In another aspect the invention features a fluid flow shutoff apparatus for interrupting the flow of fluid in a conduit which acts in a precise, reproducible, and rapid manner much as the operation of an electrical snapaction switch, but without requiring electrical circuitry. The apparatus comprises a rotatable cam member which includes a cam surface and a first portion clutch. Means are provided for rotating the cam member and a cam follower unit is disposed adjacent the cam surface with a cam follower riding on that surface, biasing means maintaining the follower in contact with the surface. A valve device is provided in the conduit and includes a blocking member, means biasing the blocking member towards a position in which the conduit is blocked, movable means operative to overcome the biasing force thus applied, and means linking those movable means to the cam follower unit. A single direction clutch is also provided and comprises the first clutch portion mentioned above, a second clutch portion linked to pacing means, and a clutching member for coupling those clutch portions. A clutch release includes means disposed to engage said clutching member at a predetermined rotational orientation of said cam member.

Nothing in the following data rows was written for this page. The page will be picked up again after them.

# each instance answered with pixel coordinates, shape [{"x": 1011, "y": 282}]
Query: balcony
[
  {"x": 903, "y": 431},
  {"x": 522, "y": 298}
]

In the preferred form of this apparatus each of the clutch portions comprises a cylindrical surface; the clutching member comprises a wrap spring engaging those surfaces and having a projecting tang, and the clutch release comprises a member fixed with respect to said cam member and disposed to engage the tang at the predetermined rotational orientation. With this structure, movement of the cam follower at a predetermined or base position on the cam surface can be employed to operate the valve device movable means which ultimately causes the interruption of fluid flow in the conduit. The amount of fluid permitted to flow prior to the interruption thereof is determined by the original rotational orientation of the cam and the angle of rotation required to reach the original or base orientation. In that base orientation the cam surface and follower are operative, through the linking means, to so activate the movable means of the valve device when the tang of the wrap spring engages the clutch release. When, in the rotation of the cam member toward the base orientation, the tang engages the clutch release, drag on the cam member (transmitted through the wrap spring clutch) will be eliminated so that the cam member, under the influence of the means for rotating the same, can then snap quickly into the base position. This snap action causes the cam follower, in the critical range of the cam surface, to have a sudden and reproducible snap action which, through the means discussed above, causes the interruption of fluid flow. Without such snap action it would be extremely difficult to design and manufacture a cam surface and follower which would actuate the valve device at precisely the same rotational orientation of the cam during each usage of the device, especially where the cam member rotates at a relatively slow rate. In the preferred embodiment wherein the appropriate portion of the cam surface (which engages the cam follower in the base position of the cam member) is a detent, without such snap action the surface of the follower which rides on the caming surface could teeter on the brink of the detent during the slow rotation of the cam member and actually drop into the detent at different elapsed times in successive uses of the device. This, of course, would lead to nonreproducible results and at least the occasional dispensing of more fluid than was desired.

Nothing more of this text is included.